The interventions were offered in a single course of therapy over 5 months or less, with no booster sessions. Although the number of hours of intervention offered was as much as most services in these countries could implement routinely, it is possible that this was an insufficient dose of treatment to be effective, although our data do not suggest even a modest treatment effect of adherence therapy compared with health education as delivered. Effectiveness might have been reduced by the use of therapists not previously known to the participant. This approach is clinically realistic, as it is usual in service studies for structured psychological interventions to be given by therapists not previously known to the patient.
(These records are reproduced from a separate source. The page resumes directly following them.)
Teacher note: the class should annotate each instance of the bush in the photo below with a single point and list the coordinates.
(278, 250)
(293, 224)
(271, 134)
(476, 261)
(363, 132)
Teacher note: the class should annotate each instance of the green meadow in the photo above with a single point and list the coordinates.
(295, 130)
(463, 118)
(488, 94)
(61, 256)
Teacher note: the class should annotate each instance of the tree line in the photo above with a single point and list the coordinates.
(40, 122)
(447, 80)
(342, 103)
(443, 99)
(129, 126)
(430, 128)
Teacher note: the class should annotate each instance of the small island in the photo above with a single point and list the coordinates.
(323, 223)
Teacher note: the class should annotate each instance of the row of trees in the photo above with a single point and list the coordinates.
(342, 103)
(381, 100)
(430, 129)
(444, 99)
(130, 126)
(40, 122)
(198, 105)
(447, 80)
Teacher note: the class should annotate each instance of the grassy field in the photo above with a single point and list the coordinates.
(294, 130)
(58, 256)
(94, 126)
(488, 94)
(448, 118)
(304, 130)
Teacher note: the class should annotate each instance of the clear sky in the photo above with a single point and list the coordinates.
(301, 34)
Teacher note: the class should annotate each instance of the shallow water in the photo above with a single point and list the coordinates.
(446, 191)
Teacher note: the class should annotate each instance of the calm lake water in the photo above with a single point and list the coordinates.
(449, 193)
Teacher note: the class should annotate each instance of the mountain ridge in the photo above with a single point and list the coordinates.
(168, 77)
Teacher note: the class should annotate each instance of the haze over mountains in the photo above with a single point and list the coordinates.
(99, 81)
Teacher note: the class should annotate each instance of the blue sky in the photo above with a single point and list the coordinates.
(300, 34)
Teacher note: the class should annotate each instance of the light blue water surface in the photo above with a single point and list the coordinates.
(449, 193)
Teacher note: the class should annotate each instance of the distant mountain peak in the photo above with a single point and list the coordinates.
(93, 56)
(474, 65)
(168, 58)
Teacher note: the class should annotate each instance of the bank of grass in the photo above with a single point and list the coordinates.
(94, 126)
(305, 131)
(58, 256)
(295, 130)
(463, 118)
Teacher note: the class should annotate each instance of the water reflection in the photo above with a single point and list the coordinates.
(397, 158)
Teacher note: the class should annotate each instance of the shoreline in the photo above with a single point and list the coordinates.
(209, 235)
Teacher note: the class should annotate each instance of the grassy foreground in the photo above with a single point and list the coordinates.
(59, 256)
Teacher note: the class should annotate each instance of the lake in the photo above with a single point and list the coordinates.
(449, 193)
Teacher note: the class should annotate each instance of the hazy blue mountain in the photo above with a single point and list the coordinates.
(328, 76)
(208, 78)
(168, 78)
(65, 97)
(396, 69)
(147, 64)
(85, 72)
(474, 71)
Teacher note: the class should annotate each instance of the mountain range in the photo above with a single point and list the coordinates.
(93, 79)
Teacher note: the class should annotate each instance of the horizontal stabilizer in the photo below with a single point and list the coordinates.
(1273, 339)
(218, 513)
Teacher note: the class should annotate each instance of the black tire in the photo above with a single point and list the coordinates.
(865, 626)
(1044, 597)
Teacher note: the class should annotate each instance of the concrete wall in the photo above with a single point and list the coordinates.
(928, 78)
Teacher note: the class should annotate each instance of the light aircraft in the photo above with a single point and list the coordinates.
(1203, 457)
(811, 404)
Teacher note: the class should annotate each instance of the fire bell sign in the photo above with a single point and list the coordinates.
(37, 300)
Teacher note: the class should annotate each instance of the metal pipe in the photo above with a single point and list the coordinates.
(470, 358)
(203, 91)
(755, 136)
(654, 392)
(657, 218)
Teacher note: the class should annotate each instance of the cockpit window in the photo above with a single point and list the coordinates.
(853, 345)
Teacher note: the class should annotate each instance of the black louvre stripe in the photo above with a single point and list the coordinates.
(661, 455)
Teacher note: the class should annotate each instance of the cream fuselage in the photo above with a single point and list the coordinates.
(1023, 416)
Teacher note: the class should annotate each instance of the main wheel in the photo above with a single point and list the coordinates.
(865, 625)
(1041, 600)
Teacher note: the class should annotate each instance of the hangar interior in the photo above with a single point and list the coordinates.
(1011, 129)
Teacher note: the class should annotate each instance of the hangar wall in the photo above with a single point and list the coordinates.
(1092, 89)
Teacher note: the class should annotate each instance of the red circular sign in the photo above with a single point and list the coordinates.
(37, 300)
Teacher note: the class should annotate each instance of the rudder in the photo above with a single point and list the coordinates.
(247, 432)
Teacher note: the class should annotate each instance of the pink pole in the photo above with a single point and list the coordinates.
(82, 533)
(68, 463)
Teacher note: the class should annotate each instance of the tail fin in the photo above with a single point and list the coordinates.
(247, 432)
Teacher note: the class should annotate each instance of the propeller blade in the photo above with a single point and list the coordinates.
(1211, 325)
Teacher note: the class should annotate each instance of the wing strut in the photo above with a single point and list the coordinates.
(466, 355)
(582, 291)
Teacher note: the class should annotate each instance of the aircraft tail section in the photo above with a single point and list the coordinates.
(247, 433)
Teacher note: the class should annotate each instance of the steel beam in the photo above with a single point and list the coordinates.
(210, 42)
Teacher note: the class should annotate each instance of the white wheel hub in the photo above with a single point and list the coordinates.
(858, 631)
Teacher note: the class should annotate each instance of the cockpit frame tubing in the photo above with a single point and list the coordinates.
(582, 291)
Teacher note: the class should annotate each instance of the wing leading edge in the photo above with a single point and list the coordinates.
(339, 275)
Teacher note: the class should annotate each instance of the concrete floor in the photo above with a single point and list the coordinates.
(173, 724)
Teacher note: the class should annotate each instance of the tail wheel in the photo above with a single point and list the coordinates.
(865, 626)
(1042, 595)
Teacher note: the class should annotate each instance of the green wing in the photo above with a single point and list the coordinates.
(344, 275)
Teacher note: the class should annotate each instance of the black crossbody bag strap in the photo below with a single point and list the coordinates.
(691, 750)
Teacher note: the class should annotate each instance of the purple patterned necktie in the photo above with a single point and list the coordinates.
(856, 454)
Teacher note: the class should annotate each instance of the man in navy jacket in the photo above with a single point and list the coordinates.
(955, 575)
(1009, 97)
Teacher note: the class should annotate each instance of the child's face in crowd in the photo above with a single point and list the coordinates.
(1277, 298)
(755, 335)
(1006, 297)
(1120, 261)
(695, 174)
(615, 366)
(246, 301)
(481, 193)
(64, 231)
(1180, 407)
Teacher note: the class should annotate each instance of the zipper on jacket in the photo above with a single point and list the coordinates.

The study extends previous work in this field in several respects. The results are applicable to patients with schizophrenia in a range of general adult treatment settings, rather than the in-patient samples used in previous studies (Kemp et al, 1998; ODonnell et al, 2003). The results were consistent across all four study sites in different countries, despite some marked differences in patterns of service provision. Our results challenge the conclusions of previous reviews (Zygmunt et al, 2002; Nose et al, 2003a), which have indicated that such forms of adherence therapy show therapeutic promise. Our study also generates hypotheses for future studies, for example that adherence therapy might be effective when delivered by staff who are already members of a multidisciplinary clinical team, or that it might be selectively effective only in those patients who are least treatment adherent. This study therefore provides evidence of a lack of effect for adherence therapy in improving treatment adherence, psychopathology or quality of life of people with schizophrenia. The important challenge of how best to assist people with schizophrenia, who are unwilling or unable to adhere to treatment recommendations, therefore remains unresolved.